Il est temps maintenant d’en finir avec tout ce chaos pour se concentrer sur la reconstruction de notre pays, sur le retour de ces milliers de centrafricains obligés de fuir leur pays, en errance et en souffrance un peu partout en Afrique et dans le monde, et sur le développement. Ceux qui sont terrés en brousse comme des bêtes sauvages doivent pouvoir rentrer chez eux et vivre dignement. Le temps est venu de siffler la fin de la recréation en Centrafrique.
SIRIRI
La plate-forme SIRIRI n’est pas un énième groupe rebelle. Des centrafricaines et des centrafricains de tous âges et de tous horizons, de toutes confessions religieuses, de toutes ethnies, de tout milieu socioprofessionnel, ont librement décidé de fonder ce regroupement de citoyens dont l’objectif clairement affiché est d’aboutir à la paix. D’ailleurs le mot SIRIRI signifie PAIX en sango, la langue nationale. Il s’agit d’une plateforme nationale d’envergure, dont le nom exprime l’engagement et la mobilisation qui nous anime afin de réussir la paix en Centrafrique.
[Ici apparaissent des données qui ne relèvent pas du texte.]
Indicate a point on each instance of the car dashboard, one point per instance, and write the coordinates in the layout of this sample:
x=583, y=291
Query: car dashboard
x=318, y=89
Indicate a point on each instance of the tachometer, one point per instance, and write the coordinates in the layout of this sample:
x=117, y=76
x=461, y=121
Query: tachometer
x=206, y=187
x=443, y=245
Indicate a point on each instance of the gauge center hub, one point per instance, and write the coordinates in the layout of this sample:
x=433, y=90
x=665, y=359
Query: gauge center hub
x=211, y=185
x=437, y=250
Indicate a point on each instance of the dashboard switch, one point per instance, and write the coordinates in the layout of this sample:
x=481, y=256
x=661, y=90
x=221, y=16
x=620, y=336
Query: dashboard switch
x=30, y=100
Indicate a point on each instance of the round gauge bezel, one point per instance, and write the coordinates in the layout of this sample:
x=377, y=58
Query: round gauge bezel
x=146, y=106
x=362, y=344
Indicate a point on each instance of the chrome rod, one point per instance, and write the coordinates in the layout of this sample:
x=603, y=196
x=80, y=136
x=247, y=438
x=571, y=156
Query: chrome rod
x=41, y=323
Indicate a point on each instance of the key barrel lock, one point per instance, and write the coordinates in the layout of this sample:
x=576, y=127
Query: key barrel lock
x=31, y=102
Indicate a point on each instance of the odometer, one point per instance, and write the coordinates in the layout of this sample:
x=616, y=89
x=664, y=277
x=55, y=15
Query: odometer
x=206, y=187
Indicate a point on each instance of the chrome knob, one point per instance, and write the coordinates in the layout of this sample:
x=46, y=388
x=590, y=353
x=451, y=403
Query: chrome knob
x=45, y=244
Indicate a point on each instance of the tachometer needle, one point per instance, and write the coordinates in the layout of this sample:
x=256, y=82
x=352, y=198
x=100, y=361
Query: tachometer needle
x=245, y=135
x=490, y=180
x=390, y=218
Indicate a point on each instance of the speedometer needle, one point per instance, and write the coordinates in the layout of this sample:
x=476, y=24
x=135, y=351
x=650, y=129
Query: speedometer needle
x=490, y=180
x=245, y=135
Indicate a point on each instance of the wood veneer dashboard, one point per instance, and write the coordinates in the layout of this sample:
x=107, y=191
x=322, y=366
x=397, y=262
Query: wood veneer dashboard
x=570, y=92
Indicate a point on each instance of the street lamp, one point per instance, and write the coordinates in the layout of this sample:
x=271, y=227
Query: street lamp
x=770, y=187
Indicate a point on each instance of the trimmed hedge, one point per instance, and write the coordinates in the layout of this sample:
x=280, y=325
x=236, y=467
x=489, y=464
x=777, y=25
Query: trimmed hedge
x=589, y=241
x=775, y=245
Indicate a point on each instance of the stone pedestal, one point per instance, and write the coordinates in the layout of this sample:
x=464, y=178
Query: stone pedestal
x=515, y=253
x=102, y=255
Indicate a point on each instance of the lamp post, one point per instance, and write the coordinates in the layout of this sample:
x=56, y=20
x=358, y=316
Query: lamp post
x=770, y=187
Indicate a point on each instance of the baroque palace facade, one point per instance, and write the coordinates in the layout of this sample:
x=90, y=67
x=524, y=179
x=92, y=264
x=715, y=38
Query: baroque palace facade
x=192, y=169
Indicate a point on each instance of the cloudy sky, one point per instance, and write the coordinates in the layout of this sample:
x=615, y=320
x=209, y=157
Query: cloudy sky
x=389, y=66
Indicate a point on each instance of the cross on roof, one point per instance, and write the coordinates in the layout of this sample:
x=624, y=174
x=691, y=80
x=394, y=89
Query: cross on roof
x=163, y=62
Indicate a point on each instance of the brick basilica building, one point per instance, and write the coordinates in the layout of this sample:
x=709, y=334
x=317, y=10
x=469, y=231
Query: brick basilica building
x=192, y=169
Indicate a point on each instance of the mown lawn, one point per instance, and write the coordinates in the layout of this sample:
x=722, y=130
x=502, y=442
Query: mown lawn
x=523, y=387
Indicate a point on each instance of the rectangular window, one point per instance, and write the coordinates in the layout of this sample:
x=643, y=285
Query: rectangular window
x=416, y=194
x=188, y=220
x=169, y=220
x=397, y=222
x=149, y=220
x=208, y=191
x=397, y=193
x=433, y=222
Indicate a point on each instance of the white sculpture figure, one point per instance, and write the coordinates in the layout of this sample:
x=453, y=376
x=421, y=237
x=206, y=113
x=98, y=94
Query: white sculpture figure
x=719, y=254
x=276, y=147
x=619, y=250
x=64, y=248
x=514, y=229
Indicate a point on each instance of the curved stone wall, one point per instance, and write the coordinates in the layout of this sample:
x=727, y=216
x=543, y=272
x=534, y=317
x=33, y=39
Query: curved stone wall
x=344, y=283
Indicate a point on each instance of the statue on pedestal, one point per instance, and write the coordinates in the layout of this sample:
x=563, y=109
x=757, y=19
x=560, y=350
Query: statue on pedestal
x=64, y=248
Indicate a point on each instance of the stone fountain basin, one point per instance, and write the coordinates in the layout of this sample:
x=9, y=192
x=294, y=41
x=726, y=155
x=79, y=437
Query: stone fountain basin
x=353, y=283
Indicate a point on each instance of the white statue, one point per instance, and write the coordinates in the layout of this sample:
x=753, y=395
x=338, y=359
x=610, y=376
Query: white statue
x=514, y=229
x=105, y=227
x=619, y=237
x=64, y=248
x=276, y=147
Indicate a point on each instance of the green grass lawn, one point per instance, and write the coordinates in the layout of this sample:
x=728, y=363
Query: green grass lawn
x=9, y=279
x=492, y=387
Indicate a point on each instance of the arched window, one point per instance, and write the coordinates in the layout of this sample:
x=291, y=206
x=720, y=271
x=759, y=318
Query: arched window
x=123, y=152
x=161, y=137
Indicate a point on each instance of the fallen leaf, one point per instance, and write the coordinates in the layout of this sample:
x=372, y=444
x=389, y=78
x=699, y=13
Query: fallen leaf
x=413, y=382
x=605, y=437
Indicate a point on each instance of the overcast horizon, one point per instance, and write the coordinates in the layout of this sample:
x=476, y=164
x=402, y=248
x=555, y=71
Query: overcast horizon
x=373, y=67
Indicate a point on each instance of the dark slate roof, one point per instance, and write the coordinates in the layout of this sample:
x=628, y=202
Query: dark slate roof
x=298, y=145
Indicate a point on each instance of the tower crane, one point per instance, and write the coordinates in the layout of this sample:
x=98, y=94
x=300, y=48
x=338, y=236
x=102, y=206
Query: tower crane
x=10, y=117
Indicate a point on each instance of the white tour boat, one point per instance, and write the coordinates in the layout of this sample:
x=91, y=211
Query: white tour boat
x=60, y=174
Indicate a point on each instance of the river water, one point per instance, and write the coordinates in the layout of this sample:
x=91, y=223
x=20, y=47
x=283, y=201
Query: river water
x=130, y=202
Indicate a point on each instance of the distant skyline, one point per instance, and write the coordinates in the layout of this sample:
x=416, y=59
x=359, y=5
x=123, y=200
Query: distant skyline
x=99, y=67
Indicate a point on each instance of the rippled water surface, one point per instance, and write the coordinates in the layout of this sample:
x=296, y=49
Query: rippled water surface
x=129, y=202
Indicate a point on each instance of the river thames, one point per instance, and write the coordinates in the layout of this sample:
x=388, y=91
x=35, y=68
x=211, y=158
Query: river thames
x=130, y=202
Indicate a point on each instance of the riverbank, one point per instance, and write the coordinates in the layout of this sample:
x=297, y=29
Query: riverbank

Elle comprend de hauts cadres et dirigeants dissidents des groupes armés UFDR, EDD, MLCJ, MLC, FDPC, une faction modérée de l’ex-SÉLÉKA et des ANTI-BALAKA, des représentants de la diaspora centrafricaine, des membres de la société civile et des partis politiques.
Toutes les forces vives de la nation ont manifesté leur intention d’adhérer à cette plateforme pour rétablir la sécurité et la paix en apportant une contribution multiforme dans le but d’arrêter l’hémorragie, de mettre fin à l’agonie du pays. SIRIRI veut accueillir les femmes et les hommes de bonne volonté à la recherche de la justice sociale et de la transformation fondamentale de notre pays, et nous voulons associer le peuple à ce changement. Nous voulons mettre fin aux horreurs que provoque la haine de l’autre, l’obscurantisme et le terrorisme islamiste. Tout centrafricain ne supportant plus ces souffrances atroces trouvera sa place dans SIRIRI.
SIRIRI est convaincue que la population centrafricaine est une mosaïque d’ethnies du fait de la situation géographique du pays et de l’évolution de l’histoire de l’Afrique centrale. Par conséquent, nous allons mettre l’accent sur l’unité nationale. SIRIRI va réunir les éléments qui doivent constituer un État, de manière à ce que le territoire national soit réellement contrôlé, et que les institutions soient fortes. Nous allons rétablir la notion d’appartenance à une nation et celle d’intérêt général, avec une politique de réconciliation et de reconstruction. Tous ensembles, nous pouvons fédérer les différentes parties. Nous estimons qu’il est urgent de parachever prioritairement le désarmement de manière impartiale, d’assurer la sécurité des populations et de jeter les fondations d’un État de droit. Et ceci comprend la refondation de l’armée nationale et de toutes nos forces de défense et de sécurité.
C’est l’unique voie qui nous mènera à la bonne gouvernance de la nation afin qu’elle soit dirigée par des personnalités opérationnelles, compétentes, indépendantes et de grande probité, au sein d’un collège restreint et soigneusement identifié.
Aujourd’hui, seul le rétablissement d’un État de droit et la fin de l’impunité permettront l’arrêt des violences. Ensuite l’État devra jouer le rôle qui est le sien : en particulier dans les domaines de la protection des citoyens, du développement économique et social, incluant, l’éducation nationale, la santé, les infrastructures de base, de la consolidation de l’État de droit et de la cohésion nationale.
Avec SIRIRI, nous allons trouver une solution authentique, entre centrafricains, pour lever les nombreux obstacles que sont, notamment, la ruine de l’économie, la disparition de l’État, les fractures dans l’unité nationale, la perte des valeurs, afin de léguer à nos descendants une République Centrafricaine terre de liberté, de prospérité et de paix.